In October, I decided to do NaNoWriMo. But without a novel in me, it was going to be a fan fic marathon. The rough drafts of three episodes in a month. I considered doing thirty unrelated original fic shorts a day like I did in April, but I didn’t really have that in me, either. So I wrote the fan fic episodes, and made notes about my process in my Live Journal because I have a lot of writer friends on it who were also doing NaNo, or were at least writing stuff. And I won. Shove all those rough drafts plus notes for unwritten scenes into their word counter, hey > 50,000.
In 2007, I tried a different tact. I tried to inspire my writing by reading. I actually kept it up for a while. One novel at a time, mostly urban fantasy, since that’s what I wanted to write. But 2007 was all about change, and as soon as I moved, that plan fell away as looking for a job took precedence.
2008 has brought even more change in my life, from family misfortunes to a busy job to a new relationship. Not a lot of time to fit in the fan fic I am determined to finish, much less find time for original fic. But with reader interest in my story petering out and my own enthusiasm for it waning as well, fan fic can’t satisfy the urge for me anymore. Finishing the second half of the second season is a chore I’m doing for completion’s sake. Not that I dislike it all that much, but if I could magically make it done, I would.
And fan fic…it’s just not the same. I should be writing a novel again. I.Just.Have.No.Good.Ideas. It’s not an inability to write (I’ve been writing a lot), or lack of desire to write (I’m tormented by my desire to write original fic), or even lacking for writing prompts. It’s an inability of the prompts to connect to something inside me, inspiring writing.
More precisely, there is no idea with enough energy to inspire a novel-length narrative. It all peters out before then. I need to find something REALLY engaging.
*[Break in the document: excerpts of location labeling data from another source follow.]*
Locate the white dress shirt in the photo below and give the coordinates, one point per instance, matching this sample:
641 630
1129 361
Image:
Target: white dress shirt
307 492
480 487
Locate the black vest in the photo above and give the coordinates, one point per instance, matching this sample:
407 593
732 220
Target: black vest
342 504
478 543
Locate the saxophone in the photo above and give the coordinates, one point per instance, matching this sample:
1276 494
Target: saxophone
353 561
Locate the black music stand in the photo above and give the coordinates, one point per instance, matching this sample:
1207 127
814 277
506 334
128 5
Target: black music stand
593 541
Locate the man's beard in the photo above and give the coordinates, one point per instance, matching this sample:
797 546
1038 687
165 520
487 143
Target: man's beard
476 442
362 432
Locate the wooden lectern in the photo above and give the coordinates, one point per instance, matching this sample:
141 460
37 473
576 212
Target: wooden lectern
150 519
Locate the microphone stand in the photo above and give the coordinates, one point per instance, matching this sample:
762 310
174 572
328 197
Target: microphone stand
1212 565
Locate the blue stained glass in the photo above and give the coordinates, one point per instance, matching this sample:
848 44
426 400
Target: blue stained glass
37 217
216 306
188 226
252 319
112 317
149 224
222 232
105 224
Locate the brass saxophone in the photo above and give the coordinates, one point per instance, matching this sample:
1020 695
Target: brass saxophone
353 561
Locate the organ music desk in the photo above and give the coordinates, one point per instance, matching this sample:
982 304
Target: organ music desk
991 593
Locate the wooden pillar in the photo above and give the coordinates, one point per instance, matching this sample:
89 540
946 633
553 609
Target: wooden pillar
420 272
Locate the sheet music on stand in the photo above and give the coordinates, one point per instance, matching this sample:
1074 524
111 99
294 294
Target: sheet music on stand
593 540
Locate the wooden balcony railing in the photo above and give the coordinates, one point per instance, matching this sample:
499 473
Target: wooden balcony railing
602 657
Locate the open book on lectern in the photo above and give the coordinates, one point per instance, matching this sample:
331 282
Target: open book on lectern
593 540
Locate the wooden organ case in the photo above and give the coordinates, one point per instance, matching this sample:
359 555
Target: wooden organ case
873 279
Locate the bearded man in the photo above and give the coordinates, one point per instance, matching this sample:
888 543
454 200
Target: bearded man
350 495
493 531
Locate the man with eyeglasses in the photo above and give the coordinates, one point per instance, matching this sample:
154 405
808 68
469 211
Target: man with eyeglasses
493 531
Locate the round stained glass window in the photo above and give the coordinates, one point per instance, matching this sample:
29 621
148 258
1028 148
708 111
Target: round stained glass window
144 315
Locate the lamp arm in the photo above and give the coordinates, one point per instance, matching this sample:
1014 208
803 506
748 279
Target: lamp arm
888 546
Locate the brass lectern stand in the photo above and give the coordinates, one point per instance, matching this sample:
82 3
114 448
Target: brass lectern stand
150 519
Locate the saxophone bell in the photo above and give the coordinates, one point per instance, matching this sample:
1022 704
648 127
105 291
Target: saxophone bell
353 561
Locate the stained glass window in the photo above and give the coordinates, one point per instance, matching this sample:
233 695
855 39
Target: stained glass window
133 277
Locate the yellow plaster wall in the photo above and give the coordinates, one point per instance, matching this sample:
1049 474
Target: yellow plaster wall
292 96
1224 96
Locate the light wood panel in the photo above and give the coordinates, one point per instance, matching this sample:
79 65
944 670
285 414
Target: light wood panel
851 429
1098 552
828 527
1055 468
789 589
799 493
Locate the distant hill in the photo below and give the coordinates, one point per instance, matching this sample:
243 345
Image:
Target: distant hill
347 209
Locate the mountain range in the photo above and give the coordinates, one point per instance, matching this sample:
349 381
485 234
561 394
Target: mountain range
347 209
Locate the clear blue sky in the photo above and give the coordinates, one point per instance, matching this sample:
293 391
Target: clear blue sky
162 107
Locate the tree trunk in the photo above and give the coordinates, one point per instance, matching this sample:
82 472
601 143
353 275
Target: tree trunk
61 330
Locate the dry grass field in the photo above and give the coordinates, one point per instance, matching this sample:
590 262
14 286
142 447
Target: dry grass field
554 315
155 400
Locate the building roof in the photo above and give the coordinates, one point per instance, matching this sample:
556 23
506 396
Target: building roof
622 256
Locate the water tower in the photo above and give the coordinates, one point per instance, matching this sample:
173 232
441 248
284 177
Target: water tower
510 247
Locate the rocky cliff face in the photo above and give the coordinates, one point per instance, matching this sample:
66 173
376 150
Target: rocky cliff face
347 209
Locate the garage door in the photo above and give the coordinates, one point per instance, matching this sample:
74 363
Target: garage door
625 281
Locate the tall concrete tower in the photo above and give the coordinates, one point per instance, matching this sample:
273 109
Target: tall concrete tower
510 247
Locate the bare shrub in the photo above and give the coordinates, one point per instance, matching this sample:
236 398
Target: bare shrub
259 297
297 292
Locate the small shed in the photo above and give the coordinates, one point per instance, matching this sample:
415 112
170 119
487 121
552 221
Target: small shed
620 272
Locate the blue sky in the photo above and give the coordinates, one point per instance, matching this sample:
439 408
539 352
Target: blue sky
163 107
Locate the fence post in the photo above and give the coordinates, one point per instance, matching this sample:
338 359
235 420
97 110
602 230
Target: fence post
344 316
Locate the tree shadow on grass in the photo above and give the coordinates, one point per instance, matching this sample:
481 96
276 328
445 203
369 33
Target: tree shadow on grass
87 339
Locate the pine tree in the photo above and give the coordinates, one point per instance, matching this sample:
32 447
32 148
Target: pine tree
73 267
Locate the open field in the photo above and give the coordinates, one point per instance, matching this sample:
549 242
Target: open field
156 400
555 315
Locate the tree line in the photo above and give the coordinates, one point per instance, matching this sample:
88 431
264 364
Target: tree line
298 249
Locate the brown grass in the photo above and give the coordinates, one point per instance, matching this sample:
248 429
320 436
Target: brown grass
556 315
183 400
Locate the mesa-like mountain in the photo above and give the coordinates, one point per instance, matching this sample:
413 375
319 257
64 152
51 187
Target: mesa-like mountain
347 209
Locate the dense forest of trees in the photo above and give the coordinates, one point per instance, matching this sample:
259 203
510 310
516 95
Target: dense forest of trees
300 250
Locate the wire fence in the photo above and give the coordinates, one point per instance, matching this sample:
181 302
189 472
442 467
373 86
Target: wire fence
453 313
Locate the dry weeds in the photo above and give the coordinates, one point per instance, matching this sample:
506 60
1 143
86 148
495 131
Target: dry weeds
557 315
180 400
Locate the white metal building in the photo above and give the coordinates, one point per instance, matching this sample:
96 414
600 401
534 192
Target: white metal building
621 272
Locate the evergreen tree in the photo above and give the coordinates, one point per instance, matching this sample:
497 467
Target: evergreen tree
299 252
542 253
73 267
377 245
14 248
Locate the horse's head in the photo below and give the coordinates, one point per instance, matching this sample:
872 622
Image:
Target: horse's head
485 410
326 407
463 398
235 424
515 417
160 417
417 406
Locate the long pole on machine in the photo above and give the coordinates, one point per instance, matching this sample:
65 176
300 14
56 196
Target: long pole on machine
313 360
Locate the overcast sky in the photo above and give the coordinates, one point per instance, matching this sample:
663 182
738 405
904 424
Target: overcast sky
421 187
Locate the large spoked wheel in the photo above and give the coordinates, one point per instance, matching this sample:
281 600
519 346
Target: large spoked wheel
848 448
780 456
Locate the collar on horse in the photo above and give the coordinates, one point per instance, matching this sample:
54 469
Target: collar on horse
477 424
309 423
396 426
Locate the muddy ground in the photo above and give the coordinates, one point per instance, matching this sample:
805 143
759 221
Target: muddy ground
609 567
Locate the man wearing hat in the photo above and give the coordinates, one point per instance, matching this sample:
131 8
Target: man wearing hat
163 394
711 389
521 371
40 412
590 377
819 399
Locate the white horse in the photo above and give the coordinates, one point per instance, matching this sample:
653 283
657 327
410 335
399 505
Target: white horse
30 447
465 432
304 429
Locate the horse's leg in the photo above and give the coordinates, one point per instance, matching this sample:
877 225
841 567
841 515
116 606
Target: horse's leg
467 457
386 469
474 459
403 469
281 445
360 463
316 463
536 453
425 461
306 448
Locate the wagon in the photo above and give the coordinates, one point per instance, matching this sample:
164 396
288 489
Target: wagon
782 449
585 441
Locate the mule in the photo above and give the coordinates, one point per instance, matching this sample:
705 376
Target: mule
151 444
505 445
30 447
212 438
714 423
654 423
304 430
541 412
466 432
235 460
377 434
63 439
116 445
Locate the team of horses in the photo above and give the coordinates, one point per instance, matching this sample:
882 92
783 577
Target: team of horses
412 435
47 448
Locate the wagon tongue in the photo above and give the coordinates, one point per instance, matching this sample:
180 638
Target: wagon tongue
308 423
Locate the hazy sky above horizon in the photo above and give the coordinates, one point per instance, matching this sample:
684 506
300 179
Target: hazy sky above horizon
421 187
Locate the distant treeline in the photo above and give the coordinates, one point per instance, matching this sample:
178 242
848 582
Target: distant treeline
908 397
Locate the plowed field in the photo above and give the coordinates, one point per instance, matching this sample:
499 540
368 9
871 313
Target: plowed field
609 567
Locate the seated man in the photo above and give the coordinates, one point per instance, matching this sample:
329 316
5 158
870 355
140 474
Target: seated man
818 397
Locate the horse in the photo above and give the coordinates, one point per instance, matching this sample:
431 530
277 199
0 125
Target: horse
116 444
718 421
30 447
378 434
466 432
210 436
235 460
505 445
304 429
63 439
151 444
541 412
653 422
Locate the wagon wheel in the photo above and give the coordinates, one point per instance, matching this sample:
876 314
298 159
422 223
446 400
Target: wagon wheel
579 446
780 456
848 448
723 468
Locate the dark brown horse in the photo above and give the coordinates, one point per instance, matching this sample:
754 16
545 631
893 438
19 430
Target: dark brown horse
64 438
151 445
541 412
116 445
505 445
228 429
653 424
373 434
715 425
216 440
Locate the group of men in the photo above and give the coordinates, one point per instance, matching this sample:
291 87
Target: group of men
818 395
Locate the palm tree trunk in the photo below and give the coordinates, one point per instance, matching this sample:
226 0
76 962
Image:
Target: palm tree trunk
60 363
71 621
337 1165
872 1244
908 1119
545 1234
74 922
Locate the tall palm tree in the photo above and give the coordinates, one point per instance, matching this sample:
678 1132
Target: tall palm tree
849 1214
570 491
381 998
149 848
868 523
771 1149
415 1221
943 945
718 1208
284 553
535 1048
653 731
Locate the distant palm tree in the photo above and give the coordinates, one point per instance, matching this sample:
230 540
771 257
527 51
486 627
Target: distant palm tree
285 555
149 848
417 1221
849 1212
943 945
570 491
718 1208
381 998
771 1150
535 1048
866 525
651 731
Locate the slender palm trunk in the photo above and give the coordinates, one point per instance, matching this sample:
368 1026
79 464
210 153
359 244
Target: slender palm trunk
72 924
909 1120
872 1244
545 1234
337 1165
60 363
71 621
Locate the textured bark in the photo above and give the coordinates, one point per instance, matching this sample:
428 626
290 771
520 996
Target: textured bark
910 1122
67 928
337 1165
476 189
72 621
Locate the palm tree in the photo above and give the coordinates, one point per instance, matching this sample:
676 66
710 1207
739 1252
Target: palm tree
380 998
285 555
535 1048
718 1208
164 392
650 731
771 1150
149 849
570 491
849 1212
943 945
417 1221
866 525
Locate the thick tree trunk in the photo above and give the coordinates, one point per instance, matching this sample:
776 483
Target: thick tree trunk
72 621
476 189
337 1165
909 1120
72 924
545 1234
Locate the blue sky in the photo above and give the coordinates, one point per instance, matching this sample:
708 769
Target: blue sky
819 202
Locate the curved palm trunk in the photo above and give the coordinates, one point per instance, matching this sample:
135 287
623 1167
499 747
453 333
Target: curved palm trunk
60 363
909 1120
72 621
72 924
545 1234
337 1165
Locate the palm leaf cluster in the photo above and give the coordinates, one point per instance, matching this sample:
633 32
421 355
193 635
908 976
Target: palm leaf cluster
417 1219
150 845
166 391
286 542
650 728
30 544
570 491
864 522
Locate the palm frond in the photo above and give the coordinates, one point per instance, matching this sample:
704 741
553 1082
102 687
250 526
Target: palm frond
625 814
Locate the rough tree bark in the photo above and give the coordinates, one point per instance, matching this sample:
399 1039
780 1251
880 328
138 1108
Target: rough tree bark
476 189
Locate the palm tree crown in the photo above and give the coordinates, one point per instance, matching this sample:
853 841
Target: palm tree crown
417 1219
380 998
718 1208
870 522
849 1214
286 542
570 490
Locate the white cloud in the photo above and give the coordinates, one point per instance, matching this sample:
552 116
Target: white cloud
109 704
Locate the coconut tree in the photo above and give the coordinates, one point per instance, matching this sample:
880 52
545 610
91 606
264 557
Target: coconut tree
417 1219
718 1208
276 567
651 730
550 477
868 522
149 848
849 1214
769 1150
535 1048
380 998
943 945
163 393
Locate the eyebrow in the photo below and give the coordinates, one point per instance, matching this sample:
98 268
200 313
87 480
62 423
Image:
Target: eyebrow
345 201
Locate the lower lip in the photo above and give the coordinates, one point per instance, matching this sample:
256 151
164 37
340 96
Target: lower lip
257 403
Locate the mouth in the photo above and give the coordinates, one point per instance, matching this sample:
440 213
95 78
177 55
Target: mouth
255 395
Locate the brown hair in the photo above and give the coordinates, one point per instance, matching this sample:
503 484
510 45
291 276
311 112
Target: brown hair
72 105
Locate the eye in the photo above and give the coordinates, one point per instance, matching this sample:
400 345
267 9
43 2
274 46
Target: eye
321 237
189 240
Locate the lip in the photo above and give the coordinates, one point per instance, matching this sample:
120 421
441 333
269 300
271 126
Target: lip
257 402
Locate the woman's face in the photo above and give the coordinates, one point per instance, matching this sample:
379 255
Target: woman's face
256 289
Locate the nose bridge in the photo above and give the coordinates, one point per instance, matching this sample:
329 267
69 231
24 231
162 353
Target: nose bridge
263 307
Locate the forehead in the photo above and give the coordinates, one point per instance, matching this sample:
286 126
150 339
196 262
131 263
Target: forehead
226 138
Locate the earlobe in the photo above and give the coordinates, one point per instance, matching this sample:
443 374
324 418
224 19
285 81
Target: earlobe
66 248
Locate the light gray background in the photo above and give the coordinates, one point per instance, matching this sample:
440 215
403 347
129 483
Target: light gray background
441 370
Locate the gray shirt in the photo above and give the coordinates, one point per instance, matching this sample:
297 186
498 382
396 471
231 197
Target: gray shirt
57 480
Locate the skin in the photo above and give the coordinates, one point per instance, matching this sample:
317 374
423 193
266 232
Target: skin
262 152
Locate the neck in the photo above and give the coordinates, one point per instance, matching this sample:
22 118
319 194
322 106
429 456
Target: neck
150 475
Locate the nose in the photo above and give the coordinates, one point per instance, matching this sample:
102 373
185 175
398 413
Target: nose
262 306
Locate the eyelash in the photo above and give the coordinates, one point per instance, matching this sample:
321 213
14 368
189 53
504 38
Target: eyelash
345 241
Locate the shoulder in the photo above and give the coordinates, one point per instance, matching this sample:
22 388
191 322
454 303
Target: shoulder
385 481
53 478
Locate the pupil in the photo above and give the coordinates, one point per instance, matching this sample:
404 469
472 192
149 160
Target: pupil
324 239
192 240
I’ve considered writing shorter pieces, but the mere thought that a piece will be shorter is enough to stop me from writing it before I start. I need a broad canvas to weave in all those bits and pieces and small things I want to write about.
Then I think, what enabled me to start Dis/Inhibition and the ’99 story was that I didn’t call it a novel. I didn’t think of what I was writing as self-contained piece with a beginning, middle, and end. I just invented some characters and a general context for them to be in and wrote scenes for them. Completely open-ended, like a soap opera. I didn’t know where the story was going beyond ideas for each character’s next scene, and I could write anything I wanted because it was just for me and no one was ever going to see it except me.
Problem is, I know now that anything I write *could* be a novel some day, and in fact, I want it to, so I can’t play that game with myself.